Nicholas Christakis at WIDS@LIDS

Today and tomorrow I’m at the Interdisciplinary Workshop on Information and Decision in Social Networks at the MIT Laboratory for Information and Decision Systems (WIDS@LIDS).  Nicholas Christakis gave a thought provoking talk this morning drawing on a lot of material from his book, Connected, written with James Fowler.  One of the first ideas he raised is that humans are unique in having a social pressure on our evolution.  Humans  and other species also face environmental and other species evolutionary pressures.  But, he argued that humans are unique in this social pressure because we live in close proximity and other human groups are one of the biggest threats that  we face.  He went on to say that possibly this unique social pressure is responsible for humans evolving intelligence, because in order to navigate the complexities of social interactions, we need substantial intelligence.  I’m not sure that I buy this argument though.  What about ants, bees, wolf packs, ... ?  All of these species work in groups, cooperate, and face competitive pressure from other groups, but none of them have evolved intelligence on a human scale.

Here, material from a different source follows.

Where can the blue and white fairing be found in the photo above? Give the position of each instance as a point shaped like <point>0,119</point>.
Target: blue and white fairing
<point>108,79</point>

Christakis ended his talk asking about why certain ideas are “sticky.”  I think this is a super interesting and super difficult question.  I’ve been talking with Adam Berinsky in the Political Science Department at MIT about this question in relation to political rumors.  Why does the rumor that Obama was born in another country stick around, but other rumors die out?  Christakis suggested that this might somehow be a tractable question, but I think it is much more subtle.  First of all, there are no natural metrics for judging ideas.  Second of all, we can’t just look at which ideas have actually taken off and which haven’t, because so many other chance factors come into play.  Because of the big positive feedbacks involved in the spread of ideas, this process is highly susceptible to chance tipping (see the work by Salganik, Dodds, and Watts).  It’s very east to fall into the trap that Duncan Watts sums up in the title of his recent book, Everything is Obvious Once You Know the Answer.  Once an idea does “go viral,” like the Birther rumor, it is tempting to make up a narrative that says, well of course that rumor spread because it has attributes x, y, and z.  But, if the rumor had died we could just as easily construct a different narrative explaining its failure.  Paul Lazarsfeld’s paper on The American Soldier gives a fantastic example of how we can trick ourselves into believing this kind of after the fact rationalization.